Drunk Driving FAQ

  1. Home
  2.  » 
  3. FAQ
  4.  » Drunk Driving FAQ

Drunk Driving FAQ

Q. What Is The Difference Between OUI, DUI And DWI?

A. None. Different states use different terminology. Massachusetts employs the term OUI, which is an abbreviation for “operating under the influence.” Other states use either DUI, which stands for “driving under the influence” or DWI, signifying “driving while intoxicated.” They are all generically known as drunk driving.

Q. Is It Illegal To Drink And Then Drive? Does A Person Have To Be Drunk To Be Convicted?

A. No. It is not a crime in Massachusetts to consume alcohol and operate a motor vehicle. The conduct becomes criminal when someone is “under the influence.” A person does not have to be drunk or unconscious to be “under the influence” of alcohol. Someone is “under the influence” whenever that person has consumed enough alcohol to reduce his or her ability to operate a motor vehicle safely.

The purpose of the statute is to protect the public from any driver whose alertness, judgment and ability to respond promptly have been lessened by alcohol. This would include someone who is drunk, but it would also include anyone who has consumed enough alcohol to reduce that person’s mental clarity, self-control and reflexes, and thereby left that person with a reduced ability to drive safely. The amount of alcohol necessary to do this may vary from person to person. The government is not required to prove that the defendant actually drove in an unsafe or erratic manner, but it must prove that alcohol had diminished the defendant’s capacity or ability to drive safely.

Q. What Does The Government Have To Actually Prove To Convict An Accused Of The Crime Of OUI?

A. In Massachusetts, the government must prove three things beyond a reasonable doubt to prove a defendant guilty of OUI. First, that the defendant operated a motor vehicle. Second, that the defendant did so on a public way, or in a place where the public has a right of access, or in a place where members of the public have access as invitees or licensees. Third, that the defendant was operating the vehicle under the influence of intoxicating liquor, or with a .08% or greater blood alcohol level.

Q. Will My Driver’s License Be Suspended If Either I Refuse To Take The Breathalyzer Test Or Fail It?

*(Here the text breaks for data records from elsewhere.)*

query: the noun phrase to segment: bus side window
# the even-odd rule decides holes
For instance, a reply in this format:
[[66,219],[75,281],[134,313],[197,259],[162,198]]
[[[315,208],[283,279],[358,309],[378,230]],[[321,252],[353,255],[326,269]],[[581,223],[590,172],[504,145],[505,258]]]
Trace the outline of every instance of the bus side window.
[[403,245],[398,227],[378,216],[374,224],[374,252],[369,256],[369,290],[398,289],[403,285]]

A. Yes. A person in Massachusetts cannot be compelled by a police officer to submit to a Breathalyzer test and can decline to take the test. However, for drivers over the age of 21, the administrative license suspension for refusing a chemical test are as follows: 180 days if there are no prior OUI convictions; 3 years if there is one prior OUI conviction; 5 years if there are two prior OUI convictions; and lifetime if there are three or more prior OUI convictions. A continuance without a finding (“CWOF”) on a first offense will be counted by the Registry of Motor Vehicles as a conviction for purposes of calculating this administrative suspension. Unlike the criminal OUI statute, there is no “second chance” to be deemed a first offender when a single prior is outside of ten years. Additionally, there is a 10-year license suspension for a refusal of a prior offender where an accident results in serious bodily injury and a lifetime license suspension for a refusal of a prior offender where an accident results in death. Refusal suspensions shall run consecutively, and not concurrently, with any other suspensions related to conviction or assignment to a program. A refusal to take the chemical test, however, cannot be used against a defendant at trial.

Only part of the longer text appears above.